Касательно г. Бестужева, бывшего прежде при шведском дворе, я обращу особенное внимание, чтобы разъяснить его действия и, приписав неумеренные его поступки в Стокгольме получаемым им приказаниям, я тем легче буду в состоянии овладеть им (а сарtiver sоn реrsоnnеl). К последнему я склоняюсь по дружбе, которую Сент-Северин питал к нему, по всему хорошему, что говорили о нем в Берлине и по чувствам, которые соединяют нас, вице-канцлера, его брата, и меня. Так как слава короля и пользы его службы должны быть единственными нашими руководителями, то предубеждение, каков бы ни был повод к нему, не должно производить на нас ни малейшего влияния.

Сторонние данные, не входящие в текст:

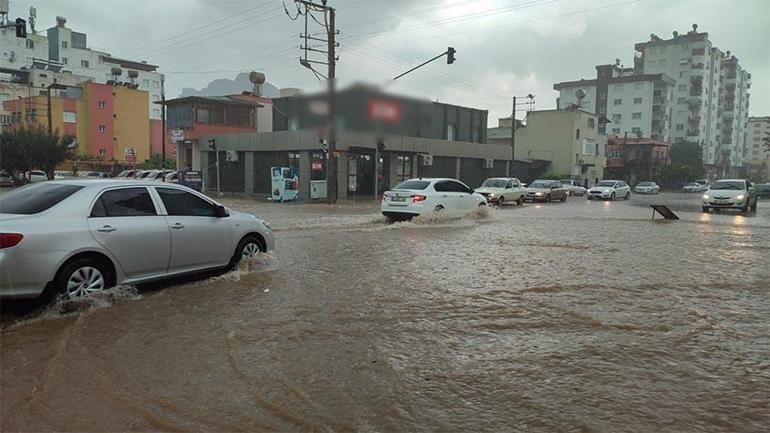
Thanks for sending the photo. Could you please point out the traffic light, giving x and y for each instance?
(21, 28)
(450, 58)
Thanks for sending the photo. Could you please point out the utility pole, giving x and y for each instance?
(306, 8)
(530, 102)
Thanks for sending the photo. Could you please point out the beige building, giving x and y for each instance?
(757, 154)
(568, 140)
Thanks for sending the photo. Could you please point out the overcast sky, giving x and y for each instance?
(504, 47)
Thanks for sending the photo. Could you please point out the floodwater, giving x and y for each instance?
(575, 317)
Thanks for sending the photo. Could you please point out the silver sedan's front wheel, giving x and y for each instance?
(85, 281)
(251, 249)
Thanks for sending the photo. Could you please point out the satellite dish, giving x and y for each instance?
(257, 77)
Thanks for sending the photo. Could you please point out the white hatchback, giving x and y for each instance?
(415, 197)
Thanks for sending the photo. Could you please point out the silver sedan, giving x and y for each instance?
(83, 236)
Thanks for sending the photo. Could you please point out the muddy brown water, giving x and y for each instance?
(575, 317)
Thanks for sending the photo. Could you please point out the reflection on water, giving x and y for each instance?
(574, 316)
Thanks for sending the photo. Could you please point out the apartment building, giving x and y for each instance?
(711, 99)
(624, 101)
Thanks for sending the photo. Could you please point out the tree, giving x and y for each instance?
(686, 164)
(32, 147)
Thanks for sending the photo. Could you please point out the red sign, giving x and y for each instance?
(386, 111)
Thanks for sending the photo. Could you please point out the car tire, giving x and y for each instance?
(83, 277)
(250, 246)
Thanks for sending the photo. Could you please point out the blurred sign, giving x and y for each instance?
(129, 154)
(191, 179)
(177, 135)
(383, 110)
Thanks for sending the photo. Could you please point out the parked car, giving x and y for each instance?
(573, 187)
(546, 191)
(78, 237)
(730, 194)
(172, 177)
(35, 176)
(762, 190)
(610, 190)
(6, 180)
(647, 188)
(499, 190)
(416, 197)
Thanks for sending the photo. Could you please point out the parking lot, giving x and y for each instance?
(576, 316)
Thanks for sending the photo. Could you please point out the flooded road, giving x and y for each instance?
(577, 317)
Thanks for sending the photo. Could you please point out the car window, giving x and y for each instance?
(183, 203)
(35, 198)
(124, 202)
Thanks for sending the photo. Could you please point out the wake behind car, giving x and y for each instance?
(546, 191)
(609, 190)
(647, 188)
(499, 190)
(78, 237)
(730, 194)
(416, 197)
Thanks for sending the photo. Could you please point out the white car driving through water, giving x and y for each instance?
(499, 190)
(78, 237)
(421, 196)
(610, 190)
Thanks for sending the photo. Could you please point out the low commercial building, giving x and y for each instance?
(417, 138)
(636, 159)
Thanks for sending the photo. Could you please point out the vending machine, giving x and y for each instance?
(285, 184)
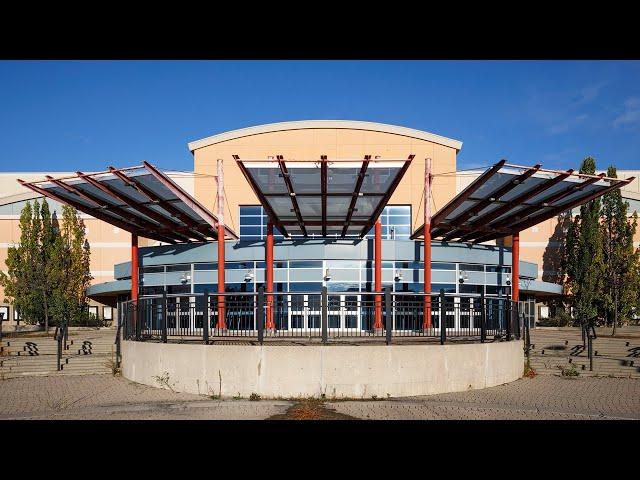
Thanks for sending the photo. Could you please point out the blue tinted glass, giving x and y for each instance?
(250, 220)
(401, 230)
(238, 265)
(186, 267)
(305, 264)
(249, 231)
(201, 287)
(305, 287)
(343, 287)
(472, 267)
(250, 210)
(448, 287)
(398, 210)
(443, 266)
(397, 220)
(205, 266)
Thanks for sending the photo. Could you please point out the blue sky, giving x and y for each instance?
(71, 115)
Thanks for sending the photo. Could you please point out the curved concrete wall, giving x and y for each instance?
(335, 371)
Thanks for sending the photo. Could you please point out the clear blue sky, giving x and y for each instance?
(65, 116)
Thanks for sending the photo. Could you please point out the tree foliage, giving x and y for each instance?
(602, 266)
(620, 259)
(585, 263)
(48, 271)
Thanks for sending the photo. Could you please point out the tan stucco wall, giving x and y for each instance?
(312, 370)
(309, 145)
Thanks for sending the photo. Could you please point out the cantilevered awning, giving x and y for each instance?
(324, 197)
(507, 199)
(141, 200)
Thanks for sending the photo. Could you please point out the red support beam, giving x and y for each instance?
(378, 275)
(222, 323)
(515, 266)
(323, 190)
(269, 276)
(135, 276)
(426, 322)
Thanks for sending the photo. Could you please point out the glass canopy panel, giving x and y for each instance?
(269, 180)
(341, 185)
(379, 179)
(338, 206)
(310, 207)
(305, 180)
(365, 206)
(342, 180)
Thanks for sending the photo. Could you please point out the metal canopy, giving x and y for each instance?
(141, 200)
(506, 199)
(324, 197)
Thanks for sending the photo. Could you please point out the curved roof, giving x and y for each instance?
(305, 124)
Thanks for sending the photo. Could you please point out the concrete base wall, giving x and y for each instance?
(335, 371)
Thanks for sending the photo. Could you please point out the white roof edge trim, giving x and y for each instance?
(307, 124)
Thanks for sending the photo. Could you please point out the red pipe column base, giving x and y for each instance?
(222, 323)
(377, 326)
(270, 324)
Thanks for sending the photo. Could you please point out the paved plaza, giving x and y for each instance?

Я прохожу молчанием все подробности, которые клонились бы к оправданию разных противоречий, только не откажусь сделать одно замечание (не о настоящем состоянии шведской армии): вы говорите о принципе признания царя (Иоанна III), чтобы предвидеть в этом неприятные затруднения для царицы. Я не рассматриваю вовсе, разрушено или нет это признание другим, сделанным Пруссиею, Англиею и Голландиею в отношении царицы, а равно и королем (французским), который повелел мне принять снова [551] звание его чрезвычайного посла, прекращенное по случаю насильственного регентства; но как только вы признаете, что 5 статей, предложенных самою царицею, когда она была еще великою княжною, превосходят во многом то, что можно было от нее требовать, то не будет ли может быть лучше, воспользовавшись таким преимуществом, предпочтительнее побуждать ее сдержать свое слово и вовсе не иметь притязаний на уступки, на которые — моя приверженность к Швеции не дозволяет мне этого скрывать от нее — морально невозможно склонить царицы и ее народ, несмотря на все, снова мною замеченное желание государыни, примириться с Швециею и придумать средства к ее обеспечению. Вы лучше будете судить о том но бумаге, приложенной при сем и переданной мне третьего дня от министров.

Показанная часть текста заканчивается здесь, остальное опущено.